Nwando Ebizie

An unclassifiable polymath, British-Nigerian multidisciplinary artist Nwando creates Afrofuturist speculative fictions and alternate realities at the intersection of live art, experimental music, and multi-sensory installations. She proposes new myths, rituals, and provocations for radical change and radical transformation of the self and community, drawing from science fiction, Black Atlantic ritual cultures, biophilia, neuroscience, electronic music, and her own neurodiversity and Nigerian heritage. 

She has performed at clubs and festival stages worldwide as her art-pop alter-ego Lady Vendredi (a blaxploitation heroine from another dimension), including performances at Latitude Festival, Kings Place, the Barbican, Southbank Centre, Bonobo (Tokyo), Tempo Festival (Rio de Janeiro), Blok (Zurich) and opening for Mykki Blanco, Peaches and Princess Superstar. 

Her critically acclaimed first EP The Passion of Lady Vendredi on her own imprint Tears In The Rain records caught the ears of tastemakers such as Gilles Peterson, The Wire and BBC 3’s Late Junction. This EP was supported through Peterson’s Steve Reid Foundation and as a Steve Reid Innovation Award winner, she was mentored by Floating Points, Emanative and Brownswood Records. 
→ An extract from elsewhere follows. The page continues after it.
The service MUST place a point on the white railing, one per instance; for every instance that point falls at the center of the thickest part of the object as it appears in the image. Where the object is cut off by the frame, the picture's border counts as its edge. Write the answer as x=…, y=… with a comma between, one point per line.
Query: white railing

As a composer and musician, she was awarded the Oram Award with special commendation (2019) and the British Council in Brazil grant (2018), and nominated for an Ivors Composer Award in 2021, amongst others. Her music and sound pieces have been broadcast on BBC Radio 6, BBC Radio 3, NTS Radio, Worldwide FM, and Radiophrenia. Her critically-acclaimed works include the multimedia installation Distorted Constellations and ecstatic operatic experience Hildegard: Visions. She has been commissioned by and has had her works shown across the UK and internationally, including London Sinfonietta, Huddersfield Contemporary Music Festival, Brighton Festival, Science Gallery Melbourne, Institute of Contemporary Arts, BALTIC, Site Gallery, and Humber Street Gallery. Nwando’s sound art installation ‘The Garden of Circular Paths’ at Hepworth Gallery received a glowing Guardian review , and in July 2022 Nwando is set to deliver a symposium at the Cognitive Science Symposium in Toronto.